Because of this, God remains the perfect marriage partner. He will never stop loving us, in spite of our constant screw ups, and that assurance is the only atmosphere which gives us the security to try again, and again, and again, to get it right, to grow, in and through our mistakes and failures, into true mature, agape, love. If God were to storm off, in fury, every time we sin, and say to us “That’s it, you have failed me once too many, I wash my hands of you forever”, I for one, and, I suspect, all of us, would have no chance of making it. As Psalm 130 says:c”If you, O Lord, were to take a strict accounting of our sins, none of us would survive. But with you is always forgiveness, which is why we are so much in awe of you.”
God is idealistic, yes.
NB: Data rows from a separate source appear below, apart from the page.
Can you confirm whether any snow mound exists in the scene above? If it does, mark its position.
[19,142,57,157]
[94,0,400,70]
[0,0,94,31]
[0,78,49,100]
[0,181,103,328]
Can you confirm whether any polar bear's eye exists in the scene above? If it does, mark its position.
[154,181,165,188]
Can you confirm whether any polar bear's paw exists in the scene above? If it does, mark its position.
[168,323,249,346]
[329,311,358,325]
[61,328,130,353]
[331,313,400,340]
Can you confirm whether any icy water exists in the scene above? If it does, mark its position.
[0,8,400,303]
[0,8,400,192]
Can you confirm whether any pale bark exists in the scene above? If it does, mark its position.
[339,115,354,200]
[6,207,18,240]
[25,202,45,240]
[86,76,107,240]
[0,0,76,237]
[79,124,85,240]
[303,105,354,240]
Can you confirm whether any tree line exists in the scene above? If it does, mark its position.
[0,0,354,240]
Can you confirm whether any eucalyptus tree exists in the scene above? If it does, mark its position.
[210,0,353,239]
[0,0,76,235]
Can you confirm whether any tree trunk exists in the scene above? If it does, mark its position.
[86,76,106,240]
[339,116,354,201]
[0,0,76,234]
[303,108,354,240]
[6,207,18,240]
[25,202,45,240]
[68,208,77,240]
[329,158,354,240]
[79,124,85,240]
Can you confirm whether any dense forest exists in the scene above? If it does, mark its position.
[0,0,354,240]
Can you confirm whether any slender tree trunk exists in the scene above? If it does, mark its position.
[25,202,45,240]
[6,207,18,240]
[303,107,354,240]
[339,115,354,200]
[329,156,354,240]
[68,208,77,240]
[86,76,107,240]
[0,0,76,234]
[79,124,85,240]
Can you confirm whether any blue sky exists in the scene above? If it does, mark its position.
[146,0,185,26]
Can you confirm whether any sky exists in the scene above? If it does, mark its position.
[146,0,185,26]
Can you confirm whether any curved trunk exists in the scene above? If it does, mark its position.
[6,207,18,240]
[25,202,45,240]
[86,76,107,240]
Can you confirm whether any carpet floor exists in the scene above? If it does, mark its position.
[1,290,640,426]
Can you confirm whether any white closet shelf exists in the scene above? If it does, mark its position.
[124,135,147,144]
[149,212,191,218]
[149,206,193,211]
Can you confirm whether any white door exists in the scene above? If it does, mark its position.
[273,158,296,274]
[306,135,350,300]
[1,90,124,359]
But he is also realistic. He knows how fickle the human heart is, how often our vices trump our virtues, how often we fail to do the right thing, the best thing. He has been experiencing the best , and the worst , of human behavior since the very beginning. As he says to Jeremiah in our first reading: ”Before I formed you in the womb, I knew you through and through.” God has no illusions about us. But he has already chosen, since before we were born, since before even the first human being was created, to stick with us, through thick and thin, for better or for worse.
I asked the members of the bible studies this week, “What is the greatest gift?” They said “Love, naturally“, pointing to our second reading today, and I said, “Well, that’s not what Paul actually says. He doesn’t call Love a ‘gift’ but a ‘way’, a way of life.” Something we walk out throughout our lives. In Galatians 5: 22, Paul describes agape love as a “fruit of the Spirit”. It is what the Holy Spirit produces in us, works in us, as we keep ourselves open to him, from the moment of our baptism, when we receive the Holy Spirit for the first time. Because we leak the Spirit through our sins, through our emotional wounds, we need, I need, to keep asking the Holy Spirit to fill us again and again, producing the works of love within us, day by day.